On Thursday March 10th, I went to the new site of the Tobacco and Salt Museum, to do some research for the forthcoming “Voice of the Jewel”, the explosive finale to the “Sword, Mirror, Jewel” trilogy. Tokyo residents have noticed that the old Museum disappeared from its Shibuya address a couple of years ago … well, this is where it went! The special exhibition itself is on the subject of the shipping industry along the Sumida river in Japan’s Edo period (roughly 1600 to 1850). “Not exactly blockbuster entertainment!” you might say, and you might be right, but this is all to check some background reference and make the events in the novel as fact-based as possible.
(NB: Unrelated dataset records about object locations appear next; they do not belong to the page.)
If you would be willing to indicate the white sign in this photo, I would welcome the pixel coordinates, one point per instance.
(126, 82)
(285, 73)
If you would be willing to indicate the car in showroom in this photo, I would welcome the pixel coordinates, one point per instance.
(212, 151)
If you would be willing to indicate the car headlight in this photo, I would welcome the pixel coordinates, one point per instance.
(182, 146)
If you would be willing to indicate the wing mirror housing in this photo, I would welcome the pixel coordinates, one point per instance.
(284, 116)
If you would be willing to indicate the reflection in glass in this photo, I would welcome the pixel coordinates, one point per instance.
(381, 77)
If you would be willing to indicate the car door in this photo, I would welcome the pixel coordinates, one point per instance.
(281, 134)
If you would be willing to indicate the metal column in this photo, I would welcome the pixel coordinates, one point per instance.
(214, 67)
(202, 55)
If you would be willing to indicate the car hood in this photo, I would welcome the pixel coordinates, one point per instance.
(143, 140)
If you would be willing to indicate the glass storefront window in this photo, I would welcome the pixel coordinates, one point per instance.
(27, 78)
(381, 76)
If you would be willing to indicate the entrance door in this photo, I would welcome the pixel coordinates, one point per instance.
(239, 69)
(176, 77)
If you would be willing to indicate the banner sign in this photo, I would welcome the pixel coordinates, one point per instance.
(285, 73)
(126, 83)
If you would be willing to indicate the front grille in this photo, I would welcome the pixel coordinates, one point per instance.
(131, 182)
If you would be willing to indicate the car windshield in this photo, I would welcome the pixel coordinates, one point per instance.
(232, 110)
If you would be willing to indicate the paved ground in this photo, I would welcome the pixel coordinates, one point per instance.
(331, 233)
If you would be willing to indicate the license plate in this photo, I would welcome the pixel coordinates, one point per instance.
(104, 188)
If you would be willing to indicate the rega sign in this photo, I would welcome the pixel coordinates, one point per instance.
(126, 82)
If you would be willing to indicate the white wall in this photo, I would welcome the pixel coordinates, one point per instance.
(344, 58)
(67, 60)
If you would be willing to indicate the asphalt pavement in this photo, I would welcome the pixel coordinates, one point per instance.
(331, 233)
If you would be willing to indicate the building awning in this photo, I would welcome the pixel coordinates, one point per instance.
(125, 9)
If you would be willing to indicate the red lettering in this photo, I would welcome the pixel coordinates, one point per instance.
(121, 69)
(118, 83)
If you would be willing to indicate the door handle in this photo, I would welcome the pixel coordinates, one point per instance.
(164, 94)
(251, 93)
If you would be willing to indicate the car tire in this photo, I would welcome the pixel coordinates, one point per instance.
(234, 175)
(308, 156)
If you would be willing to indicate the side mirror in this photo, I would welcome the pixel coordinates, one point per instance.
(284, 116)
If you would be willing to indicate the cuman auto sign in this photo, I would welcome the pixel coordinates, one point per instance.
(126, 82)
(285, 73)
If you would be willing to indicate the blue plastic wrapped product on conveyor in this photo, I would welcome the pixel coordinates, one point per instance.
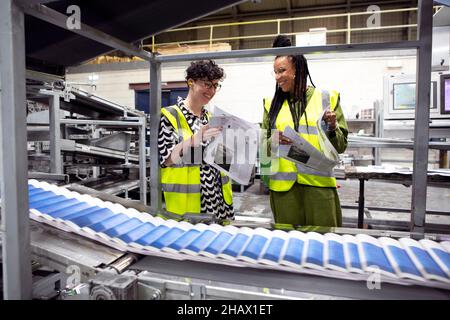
(403, 261)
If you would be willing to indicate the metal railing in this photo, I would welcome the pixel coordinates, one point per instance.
(348, 30)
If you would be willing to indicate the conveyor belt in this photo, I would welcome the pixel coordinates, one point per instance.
(403, 261)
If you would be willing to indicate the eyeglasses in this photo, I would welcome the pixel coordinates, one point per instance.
(210, 85)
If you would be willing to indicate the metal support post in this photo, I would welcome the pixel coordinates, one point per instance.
(155, 114)
(55, 135)
(95, 169)
(421, 126)
(142, 163)
(14, 184)
(361, 204)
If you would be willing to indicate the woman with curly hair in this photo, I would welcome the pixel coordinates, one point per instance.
(190, 185)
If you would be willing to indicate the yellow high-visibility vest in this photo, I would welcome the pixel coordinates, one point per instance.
(181, 182)
(285, 173)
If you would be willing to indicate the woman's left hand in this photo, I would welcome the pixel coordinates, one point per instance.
(330, 119)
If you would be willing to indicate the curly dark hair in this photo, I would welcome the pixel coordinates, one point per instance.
(204, 69)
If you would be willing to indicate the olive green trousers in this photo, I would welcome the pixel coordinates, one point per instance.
(307, 206)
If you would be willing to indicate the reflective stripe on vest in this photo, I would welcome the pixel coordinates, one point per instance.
(181, 182)
(181, 188)
(284, 172)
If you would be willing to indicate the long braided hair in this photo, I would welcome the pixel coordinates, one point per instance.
(300, 82)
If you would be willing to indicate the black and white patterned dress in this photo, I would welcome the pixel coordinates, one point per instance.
(211, 195)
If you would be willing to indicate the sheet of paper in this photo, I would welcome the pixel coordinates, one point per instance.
(234, 151)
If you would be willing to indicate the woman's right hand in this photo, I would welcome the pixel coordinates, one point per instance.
(206, 133)
(279, 138)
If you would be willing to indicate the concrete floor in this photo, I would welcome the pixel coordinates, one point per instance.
(252, 203)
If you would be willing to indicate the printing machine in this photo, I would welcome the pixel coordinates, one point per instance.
(100, 140)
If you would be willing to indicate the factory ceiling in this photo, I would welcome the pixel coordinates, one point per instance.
(51, 49)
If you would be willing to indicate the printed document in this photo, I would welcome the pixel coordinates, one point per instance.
(234, 151)
(305, 154)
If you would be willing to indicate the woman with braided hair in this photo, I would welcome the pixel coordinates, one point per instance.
(299, 195)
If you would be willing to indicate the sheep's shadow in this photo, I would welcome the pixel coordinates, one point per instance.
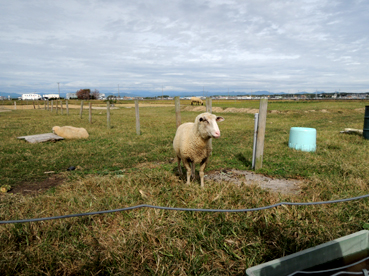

Although I picked up some valuable information from the Museum, I can’t really recommend the exhibition, because it’s too small. Nevertheless, this was the perfect reason for a long walk through another neighborhood of Shitamchi (downtown) – the oldest part of Tokyo. The Tobacco and Salt Museum is in the shadow of the Sky Tree, the new tourist attraction designed to give Northeast Tokyo’s economy a shot in the arm.
If you set off in the opposite direction from the tourists, however, there are some wabi-sabi architectural treasures to be found.
The exhibition gave me the idea to walk in the direction of Asakusa and call in on Nick, the owner of Infinity Books, and look for any works on the Sumida river he might have on the shelves. During the course of the conversation he mentioned Good Day Books, another venerable English-language Tokyo bookshop, and its uncertain future … for more information go here. It would be a very sad thing to lose Good Day Books, and I do hope they find a new owner, but in today’s online-centered market place that’s going to be difficult.
Infinity Books can be found here.
I ended the walk standing on Azumabashi Bridge, watching the sun go down on the river.
My appointment in Shimo-Kitazawa was waiting .. but that’s another story!